OK, we can agree to disagree on the philosophical argument about punishment.
I’m going to lose that one with at least seventy percent of Americans.
But let’s agree on the math.
America’s prisons are not crowded with mostly nonviolent offenders. That’s a myth, as Vox’s very smart criminal justice correspondent German Lopez has pointed out.
The majority of people sitting in prison today committed violent crimes. Check out this graphic from the Prison Policy Initiative:
Over the past decade, we’ve seen a vigorous and bipartisan criminal justice reform movement that’s done really good work in reducing prison populations with minimal impact on violent crime rates – and it’s been very popular with the public. Let’s remember that President Trump, who has campaigned obsessively about the threat of violent crime, signed into law the biggest federal prison reform packages in decades. Most Americans of both major parties, and plucky independents like me, want to see reform.
But the politics has been relatively easy because these efforts are aimed at nonviolent offenders.
When politicians promise that they will significantly reduce prison populations, it is fair to ask how they plan to do so without changing the way violent crime is punished.

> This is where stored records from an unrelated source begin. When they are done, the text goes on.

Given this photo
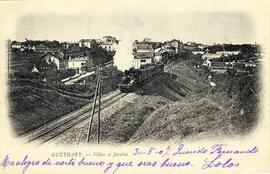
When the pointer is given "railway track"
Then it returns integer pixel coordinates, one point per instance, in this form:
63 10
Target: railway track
58 126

During the Wisconsin Gubernatorial election, the Democratic candidate Tony Evers said he wanted to reduce the state’s prison population by half. Incumbent Republican Governor Scott Walker countered that the majority of the Wisconsin prison population is composed of violent offenders. Evers countered that he would not be focusing on releasing violent offenders, essentially admitting Walker’s point. That means that no matter what Evers chooses to do in Wisconsin, if he holds by his promise to basically leave the violent offender population as is, he can’t even come close to reducing the population by half.

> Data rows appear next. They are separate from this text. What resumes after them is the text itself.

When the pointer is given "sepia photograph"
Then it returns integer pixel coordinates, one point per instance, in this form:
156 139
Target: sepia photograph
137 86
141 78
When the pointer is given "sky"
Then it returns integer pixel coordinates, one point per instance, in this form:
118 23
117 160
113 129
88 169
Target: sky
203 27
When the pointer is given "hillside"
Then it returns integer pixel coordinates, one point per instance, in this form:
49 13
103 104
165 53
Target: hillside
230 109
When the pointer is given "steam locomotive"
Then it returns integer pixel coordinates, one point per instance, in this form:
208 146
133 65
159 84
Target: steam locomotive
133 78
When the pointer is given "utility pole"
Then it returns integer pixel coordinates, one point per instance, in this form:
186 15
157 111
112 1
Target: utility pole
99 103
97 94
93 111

We can expect this scenario to play out time and time again unless politicians are forced to directly confront the reality of what is really driving mass incarceration in America. We have a considerable amount of violent crime, and Americans by and large are in favor of punishing that crime quite harshly.
Is there any real hope for that changing? There are signs that there are cracks in America’s violent crime consensus.
As whipsmart criminologist John Pfaff notes, the ruby red state of Wyoming is currently moving to make unsupervised parole an option for a number of violent crimes, including manslaughter and aggravated assault. Reformist Philadelphia District Attorney Larry Krasner is testing the waters on lowering murder charges.
While I focused on Harris in this post, it’s worth noting that the entire current crop of presidential candidates has mostly been mum on the issue of changing how we punish violent crime. Likely entrant Bernie Sanders, the most left-wing candidate and an independent democratic socialist who is defeating every Democrat except for former Vice President Joe Biden in current polling, has more or less entirely avoided the issue.
Of all of the contenders, the only one I know of who has ever publicly talked about the need to punish violent offenders less harshly is New Jersey Democratic Senator Cory Booker, who is likely to run. It remains to be seen whether Booker will be willing to raise the issue on the campaign trail when he is likely to be competing for key constituencies against a dedicated tough-on-crime warrior like Biden.